Humans are altering the global water cycle at an unprecedented rate, which will have far-reaching consequences for the ecology and evolution of entire ecosystems (e.g. changing aquatic-terrestrial linkages and altering genetic divergence). To understand how this may occur, we must first describe how genetic and phenotypic variation is distributed across landscapes. However, ecological niche models that describe distributions on the landscape often ignore intraspecific variation. With Populus angustifolia, a dominant riparian tree species that spans ~1700 km range in the Western U.S., we have a model system for incorporating genetics into ecological niche models. Our first goal was to describe the hydrological niche (gradients associated with the water cycle) of P. angustifolia in the western U.S. Our second goal was to determine if three major genetic provenances of the species are driven by the same environmental variables. We used environmental variables derived from WorldClim and NHDPlusV2, a collection of occurrence points from 17 populations spanning the tree range, and four Maxent models (entire species, three provenance models) to address these two goals. Our third goal was to determine if provenances are locally adapted by using common garden data on stomatal density and phenology.
Results/Conclusions
The results of the species model indicate that the hydrological niche of P. angustifolia is largely driven by precipitation seasonality, precipitation of the driest month of the year, and mean annual streamflow. Notably, mean annual temperature only contributed 5.1% to the model. The results of the three provenance models suggest that there is niche differentiation between the three genetic provenances of P. angustifolia.

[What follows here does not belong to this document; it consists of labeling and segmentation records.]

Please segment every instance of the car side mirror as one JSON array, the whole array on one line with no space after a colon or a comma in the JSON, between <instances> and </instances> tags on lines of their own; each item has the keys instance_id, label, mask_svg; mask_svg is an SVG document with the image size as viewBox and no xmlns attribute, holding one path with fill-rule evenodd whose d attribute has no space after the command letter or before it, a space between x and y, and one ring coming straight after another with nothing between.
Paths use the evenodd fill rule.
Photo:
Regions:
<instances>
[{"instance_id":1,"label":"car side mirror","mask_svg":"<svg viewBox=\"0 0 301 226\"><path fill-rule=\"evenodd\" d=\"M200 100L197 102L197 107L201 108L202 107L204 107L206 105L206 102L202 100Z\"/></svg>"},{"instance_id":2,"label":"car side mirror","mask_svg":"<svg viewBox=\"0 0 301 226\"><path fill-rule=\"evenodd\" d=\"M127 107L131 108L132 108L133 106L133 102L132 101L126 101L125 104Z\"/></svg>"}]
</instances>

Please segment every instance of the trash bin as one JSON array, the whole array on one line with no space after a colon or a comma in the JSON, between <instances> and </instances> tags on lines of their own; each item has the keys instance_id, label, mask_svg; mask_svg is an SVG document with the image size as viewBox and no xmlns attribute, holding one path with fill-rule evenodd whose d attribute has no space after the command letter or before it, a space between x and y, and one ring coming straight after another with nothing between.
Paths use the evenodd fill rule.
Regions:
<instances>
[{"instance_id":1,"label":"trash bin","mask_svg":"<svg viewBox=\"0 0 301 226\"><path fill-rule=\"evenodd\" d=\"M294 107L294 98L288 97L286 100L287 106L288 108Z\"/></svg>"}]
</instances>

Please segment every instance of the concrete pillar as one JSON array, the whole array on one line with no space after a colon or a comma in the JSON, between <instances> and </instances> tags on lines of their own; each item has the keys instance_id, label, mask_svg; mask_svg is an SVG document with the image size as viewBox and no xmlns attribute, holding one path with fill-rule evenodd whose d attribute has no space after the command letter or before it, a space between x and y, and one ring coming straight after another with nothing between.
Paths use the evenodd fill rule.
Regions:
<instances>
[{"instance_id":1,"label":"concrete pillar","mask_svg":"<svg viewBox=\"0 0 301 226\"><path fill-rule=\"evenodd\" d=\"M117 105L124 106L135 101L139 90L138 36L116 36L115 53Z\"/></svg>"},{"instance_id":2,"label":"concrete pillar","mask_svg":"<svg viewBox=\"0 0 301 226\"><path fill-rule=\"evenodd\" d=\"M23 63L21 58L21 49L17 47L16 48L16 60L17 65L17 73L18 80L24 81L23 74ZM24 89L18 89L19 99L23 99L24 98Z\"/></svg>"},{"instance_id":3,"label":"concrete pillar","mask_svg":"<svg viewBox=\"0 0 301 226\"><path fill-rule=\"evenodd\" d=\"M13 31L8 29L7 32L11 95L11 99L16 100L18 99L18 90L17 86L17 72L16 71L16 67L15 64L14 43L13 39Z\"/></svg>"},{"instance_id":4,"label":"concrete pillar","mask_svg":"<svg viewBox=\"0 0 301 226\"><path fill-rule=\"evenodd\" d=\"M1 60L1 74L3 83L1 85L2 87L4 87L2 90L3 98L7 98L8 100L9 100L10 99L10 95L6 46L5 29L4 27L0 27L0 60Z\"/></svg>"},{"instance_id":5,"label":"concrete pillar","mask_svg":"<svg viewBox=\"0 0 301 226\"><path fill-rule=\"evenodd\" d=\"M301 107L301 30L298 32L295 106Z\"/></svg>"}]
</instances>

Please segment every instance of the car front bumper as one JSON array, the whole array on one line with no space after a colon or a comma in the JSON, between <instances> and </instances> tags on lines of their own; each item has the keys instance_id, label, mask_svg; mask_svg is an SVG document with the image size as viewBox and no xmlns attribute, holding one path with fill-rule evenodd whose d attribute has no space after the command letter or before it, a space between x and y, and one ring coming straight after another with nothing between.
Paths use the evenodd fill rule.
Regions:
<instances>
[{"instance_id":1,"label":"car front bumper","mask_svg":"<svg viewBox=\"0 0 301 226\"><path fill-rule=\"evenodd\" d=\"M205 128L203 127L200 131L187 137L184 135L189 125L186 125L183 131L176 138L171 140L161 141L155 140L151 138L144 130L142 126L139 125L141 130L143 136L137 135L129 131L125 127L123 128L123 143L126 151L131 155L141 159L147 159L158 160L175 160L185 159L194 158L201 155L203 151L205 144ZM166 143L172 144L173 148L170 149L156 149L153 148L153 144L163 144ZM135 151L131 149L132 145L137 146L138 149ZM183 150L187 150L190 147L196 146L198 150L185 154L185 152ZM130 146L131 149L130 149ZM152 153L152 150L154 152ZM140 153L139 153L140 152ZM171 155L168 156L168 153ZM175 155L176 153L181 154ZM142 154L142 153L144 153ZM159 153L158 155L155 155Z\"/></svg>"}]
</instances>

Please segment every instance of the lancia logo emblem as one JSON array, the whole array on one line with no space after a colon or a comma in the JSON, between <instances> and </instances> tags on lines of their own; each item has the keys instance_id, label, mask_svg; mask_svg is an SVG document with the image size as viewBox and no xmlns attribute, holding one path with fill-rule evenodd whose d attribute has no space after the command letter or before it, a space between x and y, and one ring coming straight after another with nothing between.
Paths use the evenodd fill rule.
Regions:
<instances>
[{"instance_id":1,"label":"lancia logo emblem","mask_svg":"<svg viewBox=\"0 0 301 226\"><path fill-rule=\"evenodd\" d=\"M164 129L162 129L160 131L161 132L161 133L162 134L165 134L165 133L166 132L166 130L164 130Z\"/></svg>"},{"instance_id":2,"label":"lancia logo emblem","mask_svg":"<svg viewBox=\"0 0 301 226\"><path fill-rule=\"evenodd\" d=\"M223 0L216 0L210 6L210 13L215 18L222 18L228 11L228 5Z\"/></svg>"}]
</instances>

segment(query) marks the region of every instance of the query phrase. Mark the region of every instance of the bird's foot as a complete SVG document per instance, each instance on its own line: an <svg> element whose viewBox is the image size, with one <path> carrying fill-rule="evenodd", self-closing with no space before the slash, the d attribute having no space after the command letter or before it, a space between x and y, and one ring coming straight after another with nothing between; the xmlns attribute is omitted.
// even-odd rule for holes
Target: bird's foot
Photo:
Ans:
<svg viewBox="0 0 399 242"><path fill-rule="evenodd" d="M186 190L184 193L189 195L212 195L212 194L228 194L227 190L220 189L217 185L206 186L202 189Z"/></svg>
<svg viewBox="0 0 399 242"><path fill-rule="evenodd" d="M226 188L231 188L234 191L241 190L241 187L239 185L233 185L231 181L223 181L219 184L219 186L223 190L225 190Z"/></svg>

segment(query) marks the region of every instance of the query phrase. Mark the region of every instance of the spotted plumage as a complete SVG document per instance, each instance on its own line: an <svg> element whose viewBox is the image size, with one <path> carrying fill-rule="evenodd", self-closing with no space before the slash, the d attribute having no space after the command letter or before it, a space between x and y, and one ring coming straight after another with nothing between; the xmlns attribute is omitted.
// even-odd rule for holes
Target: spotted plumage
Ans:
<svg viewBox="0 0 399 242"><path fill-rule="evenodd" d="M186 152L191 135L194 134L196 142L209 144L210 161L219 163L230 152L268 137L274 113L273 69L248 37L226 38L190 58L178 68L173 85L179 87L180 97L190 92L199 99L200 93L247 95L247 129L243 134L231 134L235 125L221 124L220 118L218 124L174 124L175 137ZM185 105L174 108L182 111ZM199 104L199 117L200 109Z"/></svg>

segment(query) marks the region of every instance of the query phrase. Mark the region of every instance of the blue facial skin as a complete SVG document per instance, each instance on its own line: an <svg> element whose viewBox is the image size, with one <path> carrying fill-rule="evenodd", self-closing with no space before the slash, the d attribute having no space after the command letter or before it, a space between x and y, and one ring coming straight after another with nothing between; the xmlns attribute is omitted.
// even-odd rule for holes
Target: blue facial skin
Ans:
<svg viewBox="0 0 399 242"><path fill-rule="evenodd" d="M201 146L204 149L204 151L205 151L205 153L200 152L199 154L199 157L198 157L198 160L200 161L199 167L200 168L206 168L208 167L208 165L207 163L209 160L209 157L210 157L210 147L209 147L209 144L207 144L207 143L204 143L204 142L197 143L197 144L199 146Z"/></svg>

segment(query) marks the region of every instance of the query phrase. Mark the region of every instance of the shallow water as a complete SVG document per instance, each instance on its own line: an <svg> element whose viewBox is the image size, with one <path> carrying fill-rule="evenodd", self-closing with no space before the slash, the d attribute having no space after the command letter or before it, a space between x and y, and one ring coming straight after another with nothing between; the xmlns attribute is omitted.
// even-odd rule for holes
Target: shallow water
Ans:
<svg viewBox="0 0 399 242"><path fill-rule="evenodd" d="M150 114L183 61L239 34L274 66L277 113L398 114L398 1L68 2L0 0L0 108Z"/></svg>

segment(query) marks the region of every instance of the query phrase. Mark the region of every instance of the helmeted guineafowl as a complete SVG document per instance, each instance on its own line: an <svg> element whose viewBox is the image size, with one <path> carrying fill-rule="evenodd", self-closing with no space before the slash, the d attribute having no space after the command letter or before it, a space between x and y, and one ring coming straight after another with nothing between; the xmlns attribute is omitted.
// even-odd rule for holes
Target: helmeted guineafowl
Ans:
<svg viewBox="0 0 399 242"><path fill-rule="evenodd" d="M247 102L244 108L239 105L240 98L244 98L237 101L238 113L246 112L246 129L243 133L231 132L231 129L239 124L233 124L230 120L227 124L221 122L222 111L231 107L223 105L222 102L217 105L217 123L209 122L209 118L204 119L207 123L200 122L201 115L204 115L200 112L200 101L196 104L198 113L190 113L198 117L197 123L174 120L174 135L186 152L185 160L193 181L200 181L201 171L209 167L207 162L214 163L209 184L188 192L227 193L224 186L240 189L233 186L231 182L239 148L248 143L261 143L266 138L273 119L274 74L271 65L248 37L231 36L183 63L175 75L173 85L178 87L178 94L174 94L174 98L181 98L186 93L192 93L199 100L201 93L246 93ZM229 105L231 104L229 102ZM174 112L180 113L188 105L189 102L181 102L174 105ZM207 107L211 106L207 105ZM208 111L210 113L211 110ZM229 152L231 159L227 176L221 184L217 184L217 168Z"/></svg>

Provenance 3 is most similar to the species model, primarily driven by the same three variables, while Provenance 1 was explained most by temperature variables (mean temperature of the wettest quarter and mean temperature of the driest quarter). To address our final question, we found that genetic provenances show differences in the location (not total number) of stomata in both the field and common garden, suggesting local adaptation of this water-regulating trait. Additionally, streamflow, precipitation, and temperature interact to explain provenance differences in Spring phenology in the common garden. Our results support recent calls for ecological niche models to incorporate information on population genetic structure. Doing this should improve model predictions with climate change scenarios and allow us to make better-informed conservation decisions as populations diverge across landscapes.